Cryptic Biodiversity
When then-Interior Secretary Stewart L. Udall penned the first endangered species list in 1967, it included 77 species of mammals, fish, birds, reptiles, and amphibians. Today, there are thousands. Propelled by modern technology, that number may soon rise even more rapidly.
Berkeley biology professor David Wake published a paper in August announcing four new salamander species living in heavily populated areas in California. Instead of simply looking for visual clues, Wake and his colleagues sample salamanders' protein diversity and DNA. By doing so, they can differentiate between species that look almost identical but are in fact as genetically distinct as cows and horses.
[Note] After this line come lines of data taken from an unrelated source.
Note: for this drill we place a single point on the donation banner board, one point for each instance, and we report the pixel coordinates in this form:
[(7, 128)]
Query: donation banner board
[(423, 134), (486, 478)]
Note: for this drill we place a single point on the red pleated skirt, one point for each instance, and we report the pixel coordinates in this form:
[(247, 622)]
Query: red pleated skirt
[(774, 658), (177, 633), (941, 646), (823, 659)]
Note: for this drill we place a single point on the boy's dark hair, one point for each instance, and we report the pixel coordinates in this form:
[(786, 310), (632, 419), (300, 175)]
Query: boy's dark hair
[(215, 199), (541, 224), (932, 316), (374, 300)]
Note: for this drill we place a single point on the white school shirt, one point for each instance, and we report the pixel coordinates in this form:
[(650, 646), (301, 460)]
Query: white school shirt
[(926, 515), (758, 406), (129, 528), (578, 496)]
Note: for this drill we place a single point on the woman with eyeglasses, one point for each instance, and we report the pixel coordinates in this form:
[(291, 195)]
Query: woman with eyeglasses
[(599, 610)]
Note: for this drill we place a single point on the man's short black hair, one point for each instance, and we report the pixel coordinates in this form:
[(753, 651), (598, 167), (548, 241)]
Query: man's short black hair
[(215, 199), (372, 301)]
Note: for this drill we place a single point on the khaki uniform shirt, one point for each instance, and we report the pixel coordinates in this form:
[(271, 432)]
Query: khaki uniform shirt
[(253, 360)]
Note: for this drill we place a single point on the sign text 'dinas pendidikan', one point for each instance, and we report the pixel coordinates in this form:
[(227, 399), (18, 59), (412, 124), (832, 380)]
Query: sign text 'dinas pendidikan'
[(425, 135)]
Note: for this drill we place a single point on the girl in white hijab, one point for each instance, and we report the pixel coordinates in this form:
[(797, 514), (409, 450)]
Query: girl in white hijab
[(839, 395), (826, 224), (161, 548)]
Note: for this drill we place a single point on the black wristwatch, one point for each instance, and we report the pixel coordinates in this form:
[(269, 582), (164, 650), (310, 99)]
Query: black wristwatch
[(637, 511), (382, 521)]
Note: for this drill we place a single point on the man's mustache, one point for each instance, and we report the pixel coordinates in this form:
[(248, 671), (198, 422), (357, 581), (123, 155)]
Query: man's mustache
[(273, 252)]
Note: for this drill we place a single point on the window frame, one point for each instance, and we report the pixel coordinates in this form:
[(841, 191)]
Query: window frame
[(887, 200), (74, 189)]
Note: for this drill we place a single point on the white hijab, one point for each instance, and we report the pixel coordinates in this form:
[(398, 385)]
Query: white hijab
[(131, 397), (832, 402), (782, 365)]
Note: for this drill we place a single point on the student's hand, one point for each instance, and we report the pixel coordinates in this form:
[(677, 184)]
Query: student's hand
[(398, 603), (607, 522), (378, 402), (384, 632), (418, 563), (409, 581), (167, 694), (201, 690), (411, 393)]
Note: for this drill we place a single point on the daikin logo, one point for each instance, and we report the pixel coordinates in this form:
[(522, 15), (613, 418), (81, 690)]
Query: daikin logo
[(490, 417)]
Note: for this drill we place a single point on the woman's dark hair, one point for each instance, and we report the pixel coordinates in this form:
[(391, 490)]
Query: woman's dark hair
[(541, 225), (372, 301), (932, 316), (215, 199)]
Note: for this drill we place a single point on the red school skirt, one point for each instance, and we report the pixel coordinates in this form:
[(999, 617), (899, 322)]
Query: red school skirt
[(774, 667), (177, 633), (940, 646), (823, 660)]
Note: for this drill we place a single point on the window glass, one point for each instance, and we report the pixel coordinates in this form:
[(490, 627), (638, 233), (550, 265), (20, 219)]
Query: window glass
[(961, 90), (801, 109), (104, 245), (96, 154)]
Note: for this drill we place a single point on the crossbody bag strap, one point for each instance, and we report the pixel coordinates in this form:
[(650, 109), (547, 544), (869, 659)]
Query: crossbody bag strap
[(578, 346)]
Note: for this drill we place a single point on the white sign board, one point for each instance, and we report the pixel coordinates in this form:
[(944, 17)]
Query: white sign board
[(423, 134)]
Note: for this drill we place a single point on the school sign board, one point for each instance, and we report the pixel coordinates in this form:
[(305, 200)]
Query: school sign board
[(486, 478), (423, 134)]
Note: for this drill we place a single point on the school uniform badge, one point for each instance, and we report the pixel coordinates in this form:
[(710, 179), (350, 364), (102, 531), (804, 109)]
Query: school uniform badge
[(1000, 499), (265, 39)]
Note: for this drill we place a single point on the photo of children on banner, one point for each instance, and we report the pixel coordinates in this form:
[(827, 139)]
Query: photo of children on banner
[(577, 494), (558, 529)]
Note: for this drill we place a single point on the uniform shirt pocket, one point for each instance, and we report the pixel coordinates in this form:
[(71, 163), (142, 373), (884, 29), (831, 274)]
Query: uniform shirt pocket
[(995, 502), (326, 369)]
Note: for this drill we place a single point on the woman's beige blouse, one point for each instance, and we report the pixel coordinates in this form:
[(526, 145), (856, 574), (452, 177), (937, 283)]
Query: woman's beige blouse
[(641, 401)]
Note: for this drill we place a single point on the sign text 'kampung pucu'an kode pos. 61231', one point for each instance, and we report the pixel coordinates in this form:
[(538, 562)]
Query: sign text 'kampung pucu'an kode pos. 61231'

Such hidden differences are known as "cryptic biodiversity."
Due to these new techniques, the number of known salamander species is increasing by about 2 percent per year. "In 1954 a thorough doctoral dissertation at Berkeley concluded that there was one species of Slender Salamander, genus Batrachoseps, in the state," says Wake. "There are now 15." Meanwhile, salamander populations worldwide are in decline, for reasons that are hotly debated by the distressed biologists who study them.
Cryptic biodiversity isn't limited to amphibians. By examining DNA, scientists have discovered new species of birds, reptiles, whales, and plants. Says Wake, "What all this means is that we must worry a great deal more about endangered species issues."
But with new species seemingly ready to turn up in every back yard in America, popular support may be harder to sustain. "This could put more and more pressure on the Endangered Species Act," says Richard Stroup, a senior associate at the Montana-based Political Economy Research Center, a free-market environmentalist think tank. "At some point the public is going to get some dim realization that species don't matter much by themselves. What really matters is…what kind of change will be wrought if a particular population or species disappears. What we should care about is filling niches."